Tatum’s secret weapon has always been his sense of humor, especially at his own expense. His gifts as a dancer are made all the more powerful by being funny and charming. No one will ever be able to dismiss him as a piece of meat because he will never play that role for anyone. Perhaps the real Magic is within.

Max is so taken with Mike that she invites him to go to London with her. She’s in process of divorcing her rich husband (marrying rich men is her magic trick), and one of the things she gets custody of is a West End theater property, which specializes in classic British works. Max wants her new protege to adapt the current play into a male strip show, and the idea sounds crazy until they start batting around ideas with the play’s female lead (Caitlin Gerard), who recasts herself as the emcee of the production.

Written by Reid Carolin, Magic Mike’s Last Dance clumsily transitions into a backstage drama about coming up with a revised storyline, casting a new type of dancer (lots of street performers who have to be taught to strip), and putting together a professional, Vegas-style show. Working as his own cinematographer and editor (under his usual pseudonyms, Peter Andrews and Mary Ann Bernard), Soderbergh is clearly enjoying putting Mike through the paces of a world he’s unfamiliar with, complete with all of the backstage politics and uniquely British paperwork needed for any show. It doesn’t make things easier when he realizes that Max may have put him in charge, but if she has an idea, there’s no room for discussion. Max also has a teenage daughter, Zadie (the entertaining Jemelia George), who is stuck in the middle of both her parents’ divorce and any show-related squabbles Mike and her mother have.

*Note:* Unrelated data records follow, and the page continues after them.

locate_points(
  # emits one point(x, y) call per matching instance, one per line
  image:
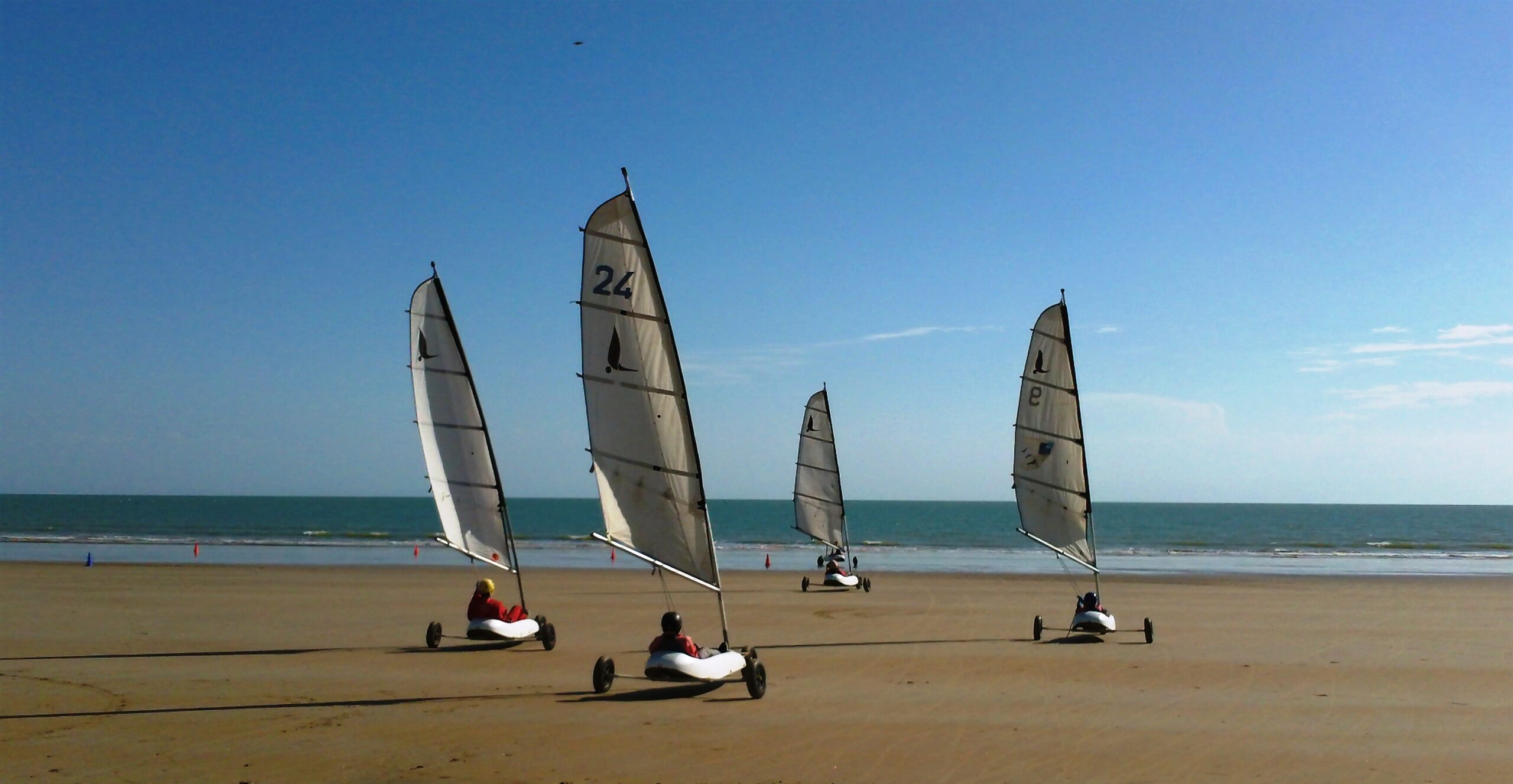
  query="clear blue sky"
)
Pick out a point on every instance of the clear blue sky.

It isn’t until the final 30 minutes or so where things really begin to come to the kind of life we expect from a Magic Mike outing. There are riffs on familiar routines from the previous films, there are other numbers that include the audience, but the real showstopper is a surprise appearance by Mike and a ballerina (Kylie Shea), who perform a number in an on-stage rainstorm on black plastic tarps, allowing them to slide great distances across the stage. Honestly, it’s one of the most incredible things I’ve seen in a musical/dance movie in years, and it’s almost worth the price of admission to see it on a big screen, reminding us how vital Tatum’s choreography work was to the first two films and how much it’s missed from this one.

The film feels shallow, lesser than, than its predecessors, and as much as I enjoy what Hayek Pinault is doing here as a vapid, fickle sugar mama, the chemistry between Max and Mike is as distracting as it is fun (she decides to stop sleeping with him once they become business partners, but they slip up sometimes). But when Last Dance works, it does so spectacularly, if inconsistently. It’s easily the lesser of the three films, but I find it difficult not to care immensely about what Tatum is up to, especially when it involves dancing. Take that for what it’s worth.

The film is now playing in theaters.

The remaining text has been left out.